The rebuke, delivered at a daily foreign ministry briefing, marred the 50th anniversary of diplomatic relations between the two countries, established by the Canadian prime minister’s late father, Pierre Elliott Trudeau.

“We firmly deplore and oppose the Canadian side deliberately confusing right and wrong and once again making erroneous comments, and we have lodged stern representations,” spokesman Zhao Lijian told reporters Wednesday.

A day earlier in Ottawa, Trudeau said Canada would work with its allies to steer the Chinese government off the aggressive foreign-affairs trail it’s blazing under President Xi Jinping.

Relations between the two countries soured after the 2018 arrest of a top Huawei Technolgoies Co. Ltd. executive in Vancouver on a U.S. extradition request.

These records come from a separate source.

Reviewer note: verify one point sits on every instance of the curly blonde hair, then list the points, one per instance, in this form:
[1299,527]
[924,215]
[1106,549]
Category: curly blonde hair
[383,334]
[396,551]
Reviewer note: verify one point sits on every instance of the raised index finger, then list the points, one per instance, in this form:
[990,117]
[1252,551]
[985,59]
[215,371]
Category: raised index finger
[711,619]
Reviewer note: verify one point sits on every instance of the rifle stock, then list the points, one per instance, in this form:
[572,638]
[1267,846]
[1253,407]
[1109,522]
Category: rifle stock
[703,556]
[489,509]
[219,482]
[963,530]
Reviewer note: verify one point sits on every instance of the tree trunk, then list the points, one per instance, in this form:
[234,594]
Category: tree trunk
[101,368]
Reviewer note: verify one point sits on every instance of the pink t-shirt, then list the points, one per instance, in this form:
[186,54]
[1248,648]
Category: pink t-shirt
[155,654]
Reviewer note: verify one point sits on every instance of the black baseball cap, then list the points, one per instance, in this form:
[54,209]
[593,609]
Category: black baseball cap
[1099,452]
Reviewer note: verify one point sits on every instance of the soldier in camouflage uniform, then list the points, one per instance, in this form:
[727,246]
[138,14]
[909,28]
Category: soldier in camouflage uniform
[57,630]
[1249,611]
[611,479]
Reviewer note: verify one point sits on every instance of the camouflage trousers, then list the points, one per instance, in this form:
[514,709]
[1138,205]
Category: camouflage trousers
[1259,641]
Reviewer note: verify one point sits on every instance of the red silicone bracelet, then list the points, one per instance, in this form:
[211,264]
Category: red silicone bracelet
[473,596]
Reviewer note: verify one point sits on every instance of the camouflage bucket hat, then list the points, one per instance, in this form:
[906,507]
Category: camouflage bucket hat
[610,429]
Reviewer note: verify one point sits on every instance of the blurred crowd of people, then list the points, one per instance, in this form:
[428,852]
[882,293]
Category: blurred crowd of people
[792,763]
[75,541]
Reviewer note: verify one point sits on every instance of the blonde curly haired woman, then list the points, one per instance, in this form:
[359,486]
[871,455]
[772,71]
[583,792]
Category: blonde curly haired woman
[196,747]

In the weeks that followed, China locked up two Canadians on national-security charges and halted billions of dollars in agricultural imports.

Wednesday’s formal complaint “is fairly standard Chinese hyperbole, something that gets more strident the more outrageous China’s behavior is,” according to David Mulroney, who served as Canadian ambassador in Beijing from 2009 to 2012.

“It’s also a good sign that Canada’s stronger tone is having an impact,” he said by email. “Despite all the bluster, China worries when countries call its bluff.”

The Chinese government allowed personnel from the Canadian embassy to hold virtual talks this week with Michael Kovrig and Michael Spavor, who were indicted this summer on spying charges.

Last week, Meng Wanzhou -- chief financial officer at state-championed Huawei and eldest daughter of its billionaire founder -- lost her bid to unseal confidential Canadian files pertaining to her fight against U.S. extradition.